While Morey began to understand that addressing this issue was part of what God was calling Mosaic to do, she also realized that as a new church plant—that hadn’t even started worshiping together regularly yet—“it seemed ridiculous to try and tackle something on our own when obviously God had put lots of good people of faith in the community.”
At that point, Morey began talking with the Rev. Steve Larson, pastor of Redeemer Covenant Church in Brooklyn Park, who was part of the Brooklyn Area Ministers Association (BAMA). The group, which wasn’t meeting regularly when Larson arrived in Minnesota six years ago, had begun to get together once a month and was looking for an issue in which the various churches could cooperate.
With Morey, BAMA and various city and community officials now eager to respond to the problem of teen homelessness, they gathered together to hold a community meeting, which included pastors, police, school officials and others.
The question was put before the group whether or not to tackle this issue in which they had all become aware.
“Unanimously they said yes,” Morey said.
Tackling the problem
After the group met, they decided to spend the first three months of 2011 becoming more informed about the issue of teen homelessness.
“We invited school social workers in, we invited youth intervention workers from the YMCA, the [executive director] from Families Moving Forward,” she said.
From those meetings, the Homelessness Task Force was formed, which was borne out of BAMA but also included police, school officials and several other interested parties.
The task force focused on four main issues.
“The first [issue was] connecting with a brand new program that was emerging in the suburbs of Hennepin County called the Suburban Host Home program,” Morey said. “The second goal was to get some congregations from Brooklyn Center/Brooklyn Park engaged as Families Moving Forward host congregations. The third thing is on the housing end … is a shelter in the suburbs. There are no shelters in suburban Hennepin or suburban Ramsey [counties]. All of our shelter beds are in the core cities.”
Finally, the task force wanted to establish a food shelf. Once congregations became aware of the need, they began to volunteer to handle various aspects of the food shelf, including donating food, volunteering time and offering space.
The food shelf opened in August of 2011 and by October, 40 people showed up to collect much-needed food items. In January of this year, the food shelf opened for two nights each week instead of one.
“In the middle of September , we moved the food shelf to the full care of the Community Emergency Assistance Program (CEAP), our family food shelf partner,” Morey said.

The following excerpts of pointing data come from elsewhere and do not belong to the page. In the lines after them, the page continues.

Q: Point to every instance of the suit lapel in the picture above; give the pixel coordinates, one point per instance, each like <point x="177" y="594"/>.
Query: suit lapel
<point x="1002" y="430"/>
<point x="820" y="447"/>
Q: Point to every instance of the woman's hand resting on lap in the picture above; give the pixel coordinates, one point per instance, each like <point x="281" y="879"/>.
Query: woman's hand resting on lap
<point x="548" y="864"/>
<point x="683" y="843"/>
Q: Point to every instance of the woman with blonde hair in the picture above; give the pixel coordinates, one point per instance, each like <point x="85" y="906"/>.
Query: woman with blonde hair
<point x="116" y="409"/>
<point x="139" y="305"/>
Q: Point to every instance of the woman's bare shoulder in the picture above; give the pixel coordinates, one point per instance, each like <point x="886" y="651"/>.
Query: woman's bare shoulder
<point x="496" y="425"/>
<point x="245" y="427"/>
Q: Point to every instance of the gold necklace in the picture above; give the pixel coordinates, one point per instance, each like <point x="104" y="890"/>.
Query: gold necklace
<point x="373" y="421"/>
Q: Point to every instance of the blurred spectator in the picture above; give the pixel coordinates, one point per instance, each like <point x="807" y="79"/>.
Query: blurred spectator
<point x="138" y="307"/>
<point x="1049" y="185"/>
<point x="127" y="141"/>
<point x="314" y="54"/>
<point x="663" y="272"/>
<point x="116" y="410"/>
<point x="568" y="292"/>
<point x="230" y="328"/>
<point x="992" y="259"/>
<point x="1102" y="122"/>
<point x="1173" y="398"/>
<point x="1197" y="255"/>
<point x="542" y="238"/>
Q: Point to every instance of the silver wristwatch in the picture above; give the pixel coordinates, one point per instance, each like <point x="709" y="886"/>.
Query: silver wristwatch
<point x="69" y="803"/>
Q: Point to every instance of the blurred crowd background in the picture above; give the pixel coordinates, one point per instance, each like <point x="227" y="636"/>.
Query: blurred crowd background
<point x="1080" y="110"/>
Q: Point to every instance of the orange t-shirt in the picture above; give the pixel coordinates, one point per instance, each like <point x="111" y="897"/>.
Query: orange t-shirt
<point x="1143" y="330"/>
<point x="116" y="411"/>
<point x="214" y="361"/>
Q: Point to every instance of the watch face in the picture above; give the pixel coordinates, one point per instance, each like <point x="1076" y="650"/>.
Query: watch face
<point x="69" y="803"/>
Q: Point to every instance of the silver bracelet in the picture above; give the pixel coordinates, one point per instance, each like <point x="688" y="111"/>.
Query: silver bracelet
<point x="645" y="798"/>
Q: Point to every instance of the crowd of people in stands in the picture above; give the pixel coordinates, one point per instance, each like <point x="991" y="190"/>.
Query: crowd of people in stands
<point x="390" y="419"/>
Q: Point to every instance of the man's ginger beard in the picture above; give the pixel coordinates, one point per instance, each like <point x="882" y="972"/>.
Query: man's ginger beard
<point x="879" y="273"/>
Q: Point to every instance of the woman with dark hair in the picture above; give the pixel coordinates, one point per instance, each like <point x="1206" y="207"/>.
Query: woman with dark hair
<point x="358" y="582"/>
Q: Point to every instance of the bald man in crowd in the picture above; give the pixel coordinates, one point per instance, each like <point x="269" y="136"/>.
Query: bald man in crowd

The two-year-long effort to find a need in their community and help to meet it can be copied elsewhere, Morey believes. But citizens, church goers and community leaders need to make sure they know their community as well as possible.
Speaking to other churches who want to get involved in something like this, Morey said: “First, do they know who their mayor is, do they know who their school principal is, do they know who the police are who patrol their streets? And if they can’t answer those questions, they have to start with that. Because you really can’t do ministry with a community that you don’t honestly know.”
In addition, Morey encourages churches to work with other groups, even if those groups are secular in nature.
“Churches are sometimes leery of working with secular partners,” she said. “If you want to actually do the work, you’ve got to get over that.”
For this group of believers and interested parties, the desire to help homeless teens in their community sparked their effort to become involved. Other communities may have different needs.
But Morey believes that “people of faith really need to be willing to get our hands dirty and dive [in].”